Is that serious?  No wonder the economy's farked,

----------------

As of December 30, 2013, the official debt of the United States government is $17.2 trillion ($17,226,768,075,403) which is $140,674 per American household.


[i301.photobucket.com image 600x480]


We are approaching a perfect storm of financial disaster. And it's not just the federal debt and obligations. State and local debt and obligations, personal debt, baby boomers who as a generation are woefully unprepared for retirement, the shrinking gap between rich and poor, etc. etc.
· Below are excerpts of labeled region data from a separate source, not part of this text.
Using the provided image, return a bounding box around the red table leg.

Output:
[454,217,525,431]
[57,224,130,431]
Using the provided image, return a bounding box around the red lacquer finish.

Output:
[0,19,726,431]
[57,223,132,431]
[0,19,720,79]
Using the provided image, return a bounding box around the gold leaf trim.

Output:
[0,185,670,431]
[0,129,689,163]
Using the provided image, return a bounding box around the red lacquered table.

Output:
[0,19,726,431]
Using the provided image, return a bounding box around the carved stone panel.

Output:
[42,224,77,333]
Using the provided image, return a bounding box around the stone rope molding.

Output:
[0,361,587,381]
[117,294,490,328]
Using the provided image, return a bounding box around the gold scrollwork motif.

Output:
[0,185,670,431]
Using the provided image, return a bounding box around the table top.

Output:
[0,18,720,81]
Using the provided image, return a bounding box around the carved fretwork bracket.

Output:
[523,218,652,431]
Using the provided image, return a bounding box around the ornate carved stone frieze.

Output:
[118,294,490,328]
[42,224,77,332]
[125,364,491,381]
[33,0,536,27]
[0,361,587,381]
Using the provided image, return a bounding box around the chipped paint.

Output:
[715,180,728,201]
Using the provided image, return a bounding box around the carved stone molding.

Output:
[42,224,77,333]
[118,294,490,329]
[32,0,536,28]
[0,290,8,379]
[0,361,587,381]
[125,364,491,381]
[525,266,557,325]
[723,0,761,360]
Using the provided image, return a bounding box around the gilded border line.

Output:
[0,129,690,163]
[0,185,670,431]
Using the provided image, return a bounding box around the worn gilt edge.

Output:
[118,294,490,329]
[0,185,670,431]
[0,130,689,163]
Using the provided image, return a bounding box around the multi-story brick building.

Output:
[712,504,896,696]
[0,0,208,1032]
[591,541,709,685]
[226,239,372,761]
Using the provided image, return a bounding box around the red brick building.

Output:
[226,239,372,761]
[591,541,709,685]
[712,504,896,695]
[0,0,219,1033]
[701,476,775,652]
The next twenty to thirty years are going to be interesting, and not in a good way.

/short version: we're farked
//long version: we are really, really farked
 
2014-01-06 07:50:20 AM  
Somebody tell my ex-girlfriend, biatch hasn't paid back one dime.
 
ZAZ [TotalFark]
2014-01-06 08:08:06 AM  
New report from the Romero Finance Institute reveals that people who borrow money will pay more money than they actually borrowed

Banks, on the other hand, sometimes get government loans with negative interest.
 
2014-01-06 08:21:38 AM  

BigBooper: shrinking gap between rich and poor


shrinking? That gap is expanding like the first few moments of the Big Bang.
 
2014-01-06 08:40:25 AM  

AtlanticCoast63: From TFA:

"...Although the average credit card debt held by American households who revolve a balance has fallen from $17,630 in March 2010 to $15,279 today,..."

Is that serious?  No wonder the economy's farked,


It's true, but somewhat meaningless.  It's a mean, not a median, so skewed upwards by a small number of mega-debtors, and it's a mean of only the 30-odd percent of American households who revolve credit card debts.
 
2014-01-06 09:09:21 AM  

JasonOfOrillia: Bullseyed: Not sure if subby is illiterate, stupid or both. Obviously it costs money to borrow money. Soon it will cost more than it has recently. That's the point of the article.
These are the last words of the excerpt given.